I spent a day last week with a new friend I met online through some other websites. Laurie also has a personal blog and a business page promoting a writing group she used to run, and she has been generous with her time and gas as my personal guide around Grand Rapids. As I learned more about Laurie’s writing and the technique she teaches, she recommended It’s Never Too Late to Begin Again: Discovering Creativity and Meaning at Midlife and Beyond (Artist’s Way) as a good reference for starting a memoir as what I consider myself to be – just your average baby boomer who is now past the midpoint of an infamous (as in not famous or profound) life. I read The Artist’s Way: A Spiritual Path To Higher Creativity in yet another writing class quite a while ago and was impressed enough to keep it on my shelf for future reference.
The next step I will take in “feathering my nest” this month will support the genealogy work I have jumped a little further into since my move. Next week, when I get some labor to assist, I will be picking up some bookshelves. Even if I don’t keep them for my next move, or if they end up not fitting with additional furniture I will buy for my new place, they are desperately needed to facilitate organization of the earlier mentioned important stuff I moved with me. These must haves of course include a lot of books. They also include a lot of photo albums and loose photos and other papers and memorabilia from my past and from family members’ pasts, known to me or not.
I joined the Kalamazoo Valley Genealogical Society over the summer. They held the first meeting of their year at the end of September. I attended that one remotely as well as the first in a series of Skills Sessions they are offering. I already view the latter as a good way to kickstart and streamline (i.e. finally move on and at the same time narrow) what I want to do with all this stuff. I expect to be at the October meeting in person, again at the local library, when the manager of its Creation Station, will, I hope, demonstrate how to digitize some of my older family photos AND old home movies.
Finally, even before I moved into my apartment, while I was still living in my daughter’s basement, I signed up for the International Association of Jewish Genealogical Societies (IAJGS) 2022 Conference. The whole thing was done virtually and the presentations I registered for can still be seen through the end of October. I’ve done several already and expect to get through them all at least once by then.

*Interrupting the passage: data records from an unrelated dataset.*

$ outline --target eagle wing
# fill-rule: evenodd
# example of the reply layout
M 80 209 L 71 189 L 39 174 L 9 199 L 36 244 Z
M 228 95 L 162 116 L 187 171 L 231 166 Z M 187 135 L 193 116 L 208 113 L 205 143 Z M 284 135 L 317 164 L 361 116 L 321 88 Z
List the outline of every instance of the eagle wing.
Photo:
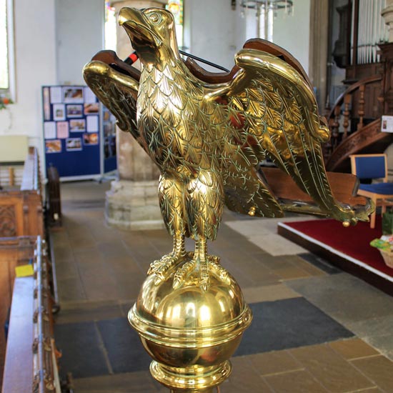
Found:
M 101 58 L 105 59 L 104 56 Z M 118 126 L 131 134 L 146 150 L 136 125 L 139 81 L 103 61 L 94 59 L 84 67 L 83 74 L 87 85 L 116 117 Z
M 330 133 L 304 78 L 286 61 L 259 50 L 243 49 L 235 62 L 240 71 L 232 81 L 207 94 L 228 109 L 223 157 L 229 209 L 264 217 L 299 211 L 293 203 L 277 200 L 265 179 L 258 178 L 254 167 L 268 157 L 316 202 L 318 209 L 310 207 L 310 212 L 341 221 L 367 220 L 369 206 L 355 209 L 332 195 L 321 148 Z

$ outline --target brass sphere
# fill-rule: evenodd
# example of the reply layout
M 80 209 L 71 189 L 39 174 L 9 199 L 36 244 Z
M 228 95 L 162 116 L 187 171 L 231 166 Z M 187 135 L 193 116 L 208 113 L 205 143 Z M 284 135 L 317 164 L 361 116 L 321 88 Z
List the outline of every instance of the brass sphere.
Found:
M 174 273 L 159 284 L 155 274 L 146 278 L 129 320 L 154 359 L 153 377 L 171 389 L 198 392 L 229 377 L 229 359 L 252 315 L 232 276 L 225 283 L 210 272 L 203 291 L 196 269 L 174 289 Z

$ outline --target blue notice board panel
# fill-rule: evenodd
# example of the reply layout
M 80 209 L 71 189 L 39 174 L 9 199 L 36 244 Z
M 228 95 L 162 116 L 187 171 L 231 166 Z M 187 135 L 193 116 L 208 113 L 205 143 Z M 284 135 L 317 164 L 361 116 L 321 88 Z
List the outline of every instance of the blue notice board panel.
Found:
M 101 104 L 86 86 L 42 87 L 46 168 L 61 178 L 101 174 Z

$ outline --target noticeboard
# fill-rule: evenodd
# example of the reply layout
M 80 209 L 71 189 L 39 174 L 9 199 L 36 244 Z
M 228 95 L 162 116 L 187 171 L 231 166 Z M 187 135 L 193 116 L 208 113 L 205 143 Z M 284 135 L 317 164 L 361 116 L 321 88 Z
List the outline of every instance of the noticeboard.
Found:
M 55 166 L 61 180 L 116 169 L 116 121 L 89 87 L 45 86 L 42 99 L 46 168 Z

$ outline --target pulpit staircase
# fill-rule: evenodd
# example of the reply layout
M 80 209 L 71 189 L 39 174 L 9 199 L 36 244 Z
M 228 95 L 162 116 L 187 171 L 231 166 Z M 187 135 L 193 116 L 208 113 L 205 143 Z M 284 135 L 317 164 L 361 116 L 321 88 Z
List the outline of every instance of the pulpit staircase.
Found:
M 393 134 L 381 131 L 382 97 L 378 97 L 379 102 L 374 105 L 379 116 L 364 116 L 367 96 L 370 96 L 365 93 L 380 85 L 382 79 L 382 75 L 361 79 L 337 99 L 327 116 L 332 131 L 330 140 L 324 146 L 327 170 L 350 172 L 351 154 L 383 153 L 393 143 Z

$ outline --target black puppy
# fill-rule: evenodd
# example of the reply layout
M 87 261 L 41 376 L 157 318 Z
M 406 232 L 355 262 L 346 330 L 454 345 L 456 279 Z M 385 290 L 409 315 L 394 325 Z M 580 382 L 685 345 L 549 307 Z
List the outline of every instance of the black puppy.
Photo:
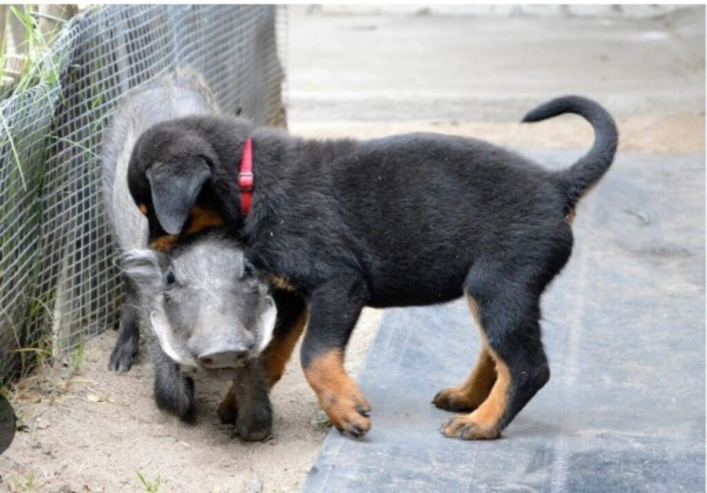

I know my family’s roots in America were only planted, even at their earliest, in late 19th century New York, and I’ve already learned “sources and methods” (a currently en vogue term thanks to Trump’s ignorance of the rules for maintaining some degree of classified information security) to help me search for the European origins of those roots as well as where they may have spread after being planted.
I will also be spending a few days this month in Nashville with my sister who will take me to Vanderbilt Orthopaedics for a consultation to see if, how, when, where and by whom my left hip will be replaced.